Edward Snowden's treasure trove of classified National Security Agency documents has forever changed how the world views privacy. But as everyone got caught up in the ongoing leaks, nobody has publically questioned exactly how Snowden got his hands on the information - until now.

One would be forgiven to think that Snowden used some elaborate hacking software to siphon top secret documents during his time as a contractor for the agency. But truth be told, his methods were much more rudimentary.

According to a senior intelligence official, Snowden used ordinary "web crawler" software typically used to search, index and back up a website. The software ran in the background while he worked, scraping the agency's systems and ultimately accessing an estimated 1.7 million files. Although it appears as though he did set specific search parameters such as which subjects to search for and how deeply to dig, it should have easily been detected.
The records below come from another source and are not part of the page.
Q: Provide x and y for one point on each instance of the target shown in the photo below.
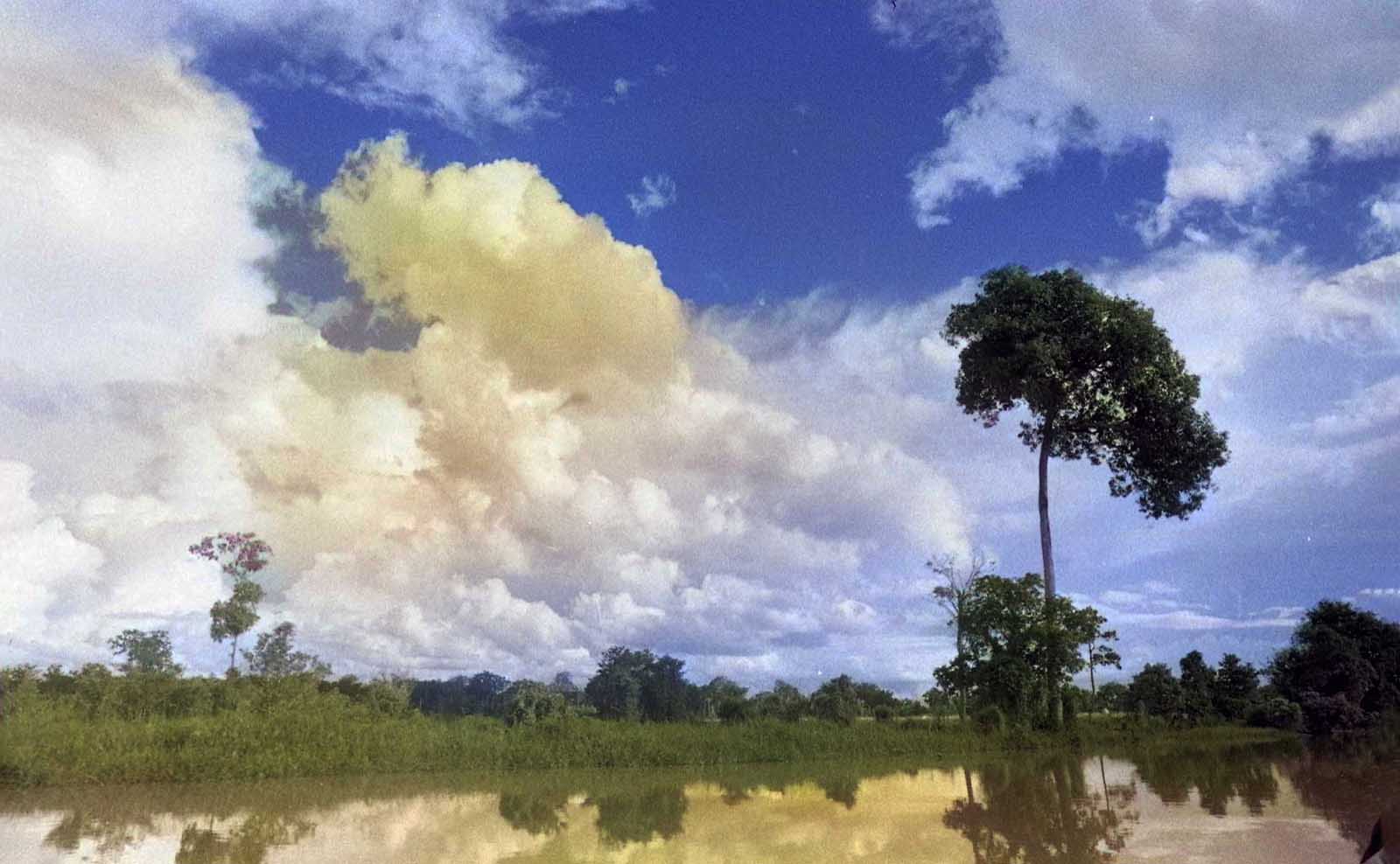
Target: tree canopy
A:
(1099, 378)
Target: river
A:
(1278, 805)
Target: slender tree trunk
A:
(1047, 562)
(1043, 499)
(962, 691)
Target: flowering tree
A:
(240, 555)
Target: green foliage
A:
(248, 728)
(1155, 693)
(1099, 378)
(837, 700)
(1197, 688)
(529, 702)
(639, 686)
(273, 656)
(1112, 696)
(1276, 712)
(144, 653)
(1236, 686)
(874, 698)
(1343, 667)
(989, 719)
(240, 555)
(783, 702)
(1012, 638)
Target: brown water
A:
(1238, 805)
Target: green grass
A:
(55, 742)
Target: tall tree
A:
(144, 653)
(952, 593)
(1101, 382)
(240, 555)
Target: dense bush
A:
(989, 721)
(1276, 712)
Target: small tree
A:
(1197, 686)
(1102, 653)
(273, 656)
(616, 688)
(837, 700)
(952, 595)
(1236, 686)
(1155, 691)
(240, 555)
(144, 653)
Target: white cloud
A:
(108, 275)
(1236, 95)
(1385, 214)
(450, 60)
(657, 193)
(1374, 408)
(1386, 593)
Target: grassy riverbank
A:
(58, 745)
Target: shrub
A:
(989, 719)
(734, 710)
(1276, 712)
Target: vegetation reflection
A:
(1042, 810)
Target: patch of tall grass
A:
(296, 728)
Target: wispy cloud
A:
(657, 193)
(1236, 119)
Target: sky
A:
(527, 327)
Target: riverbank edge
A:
(74, 752)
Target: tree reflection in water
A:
(1350, 784)
(541, 812)
(1040, 808)
(637, 817)
(1217, 775)
(247, 843)
(111, 835)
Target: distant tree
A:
(952, 593)
(665, 693)
(1017, 642)
(529, 702)
(1197, 686)
(721, 695)
(240, 555)
(275, 656)
(564, 684)
(1101, 653)
(1112, 696)
(783, 702)
(616, 688)
(485, 693)
(874, 698)
(1236, 686)
(1343, 667)
(1101, 382)
(837, 700)
(1155, 691)
(144, 653)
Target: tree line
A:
(1014, 642)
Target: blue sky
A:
(737, 445)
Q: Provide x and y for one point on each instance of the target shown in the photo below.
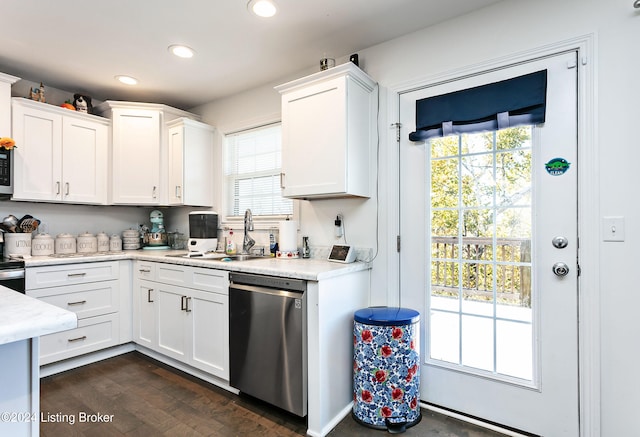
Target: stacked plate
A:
(130, 239)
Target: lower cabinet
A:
(94, 292)
(184, 322)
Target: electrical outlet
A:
(338, 223)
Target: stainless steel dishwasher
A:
(268, 339)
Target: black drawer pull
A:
(75, 275)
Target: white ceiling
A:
(80, 45)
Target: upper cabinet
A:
(328, 122)
(62, 155)
(141, 161)
(190, 163)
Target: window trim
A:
(260, 222)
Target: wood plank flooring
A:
(133, 395)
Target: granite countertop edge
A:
(307, 269)
(23, 317)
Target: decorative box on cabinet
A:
(190, 163)
(327, 134)
(62, 156)
(182, 312)
(140, 150)
(92, 291)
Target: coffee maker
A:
(203, 231)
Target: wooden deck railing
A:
(509, 272)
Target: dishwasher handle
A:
(265, 290)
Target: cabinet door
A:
(209, 332)
(314, 135)
(190, 163)
(172, 321)
(84, 161)
(37, 159)
(136, 156)
(144, 314)
(176, 165)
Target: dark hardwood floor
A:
(133, 395)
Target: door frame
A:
(588, 205)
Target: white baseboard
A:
(471, 420)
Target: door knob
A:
(560, 269)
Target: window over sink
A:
(252, 166)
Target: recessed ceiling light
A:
(181, 51)
(262, 8)
(127, 80)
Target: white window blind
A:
(253, 160)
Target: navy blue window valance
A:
(508, 103)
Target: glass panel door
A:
(480, 270)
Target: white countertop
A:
(23, 317)
(307, 269)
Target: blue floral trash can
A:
(386, 368)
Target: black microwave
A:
(6, 173)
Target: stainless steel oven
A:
(12, 275)
(268, 339)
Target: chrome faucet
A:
(247, 241)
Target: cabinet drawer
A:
(144, 270)
(216, 281)
(54, 276)
(86, 300)
(199, 278)
(92, 334)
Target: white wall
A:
(500, 31)
(76, 219)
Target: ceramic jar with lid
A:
(65, 243)
(87, 243)
(103, 242)
(115, 243)
(17, 243)
(42, 245)
(130, 239)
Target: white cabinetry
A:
(182, 312)
(190, 163)
(327, 134)
(94, 292)
(62, 156)
(140, 144)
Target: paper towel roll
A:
(288, 236)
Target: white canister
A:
(103, 242)
(42, 245)
(115, 243)
(17, 244)
(87, 243)
(65, 243)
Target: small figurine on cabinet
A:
(82, 103)
(37, 94)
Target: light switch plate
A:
(613, 229)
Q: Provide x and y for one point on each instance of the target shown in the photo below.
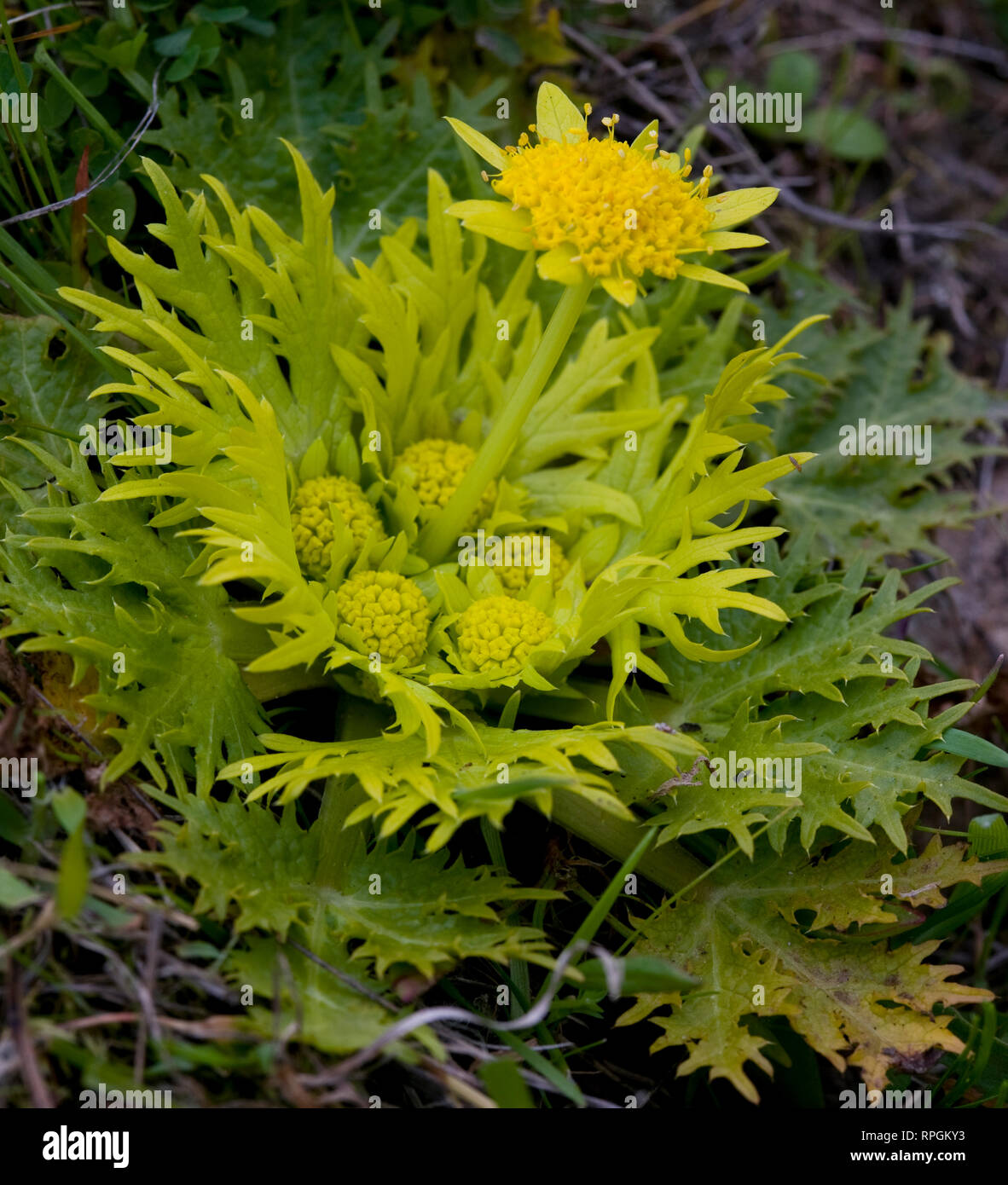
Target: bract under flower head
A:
(605, 209)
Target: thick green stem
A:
(670, 866)
(441, 535)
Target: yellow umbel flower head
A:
(434, 470)
(515, 577)
(388, 611)
(604, 209)
(498, 633)
(313, 526)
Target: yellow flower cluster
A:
(498, 633)
(389, 611)
(613, 204)
(313, 526)
(436, 467)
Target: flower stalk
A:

Key to Snowden's success was the fact that he was working for the agency in Hawaii, a location that had not yet been outfitted with the latest security measures.

Had he been at the NSA's headquarters in Fort Meade, Maryland, he almost certainly would have been caught. Agency officials said systems at that location are constantly monitored and accessing / downloading a large volume of data would have been noticed.

Snowden's behavior did draw attention a few times but officials say he was able to get off the hook by providing legitimate-sounding explanations for his activity.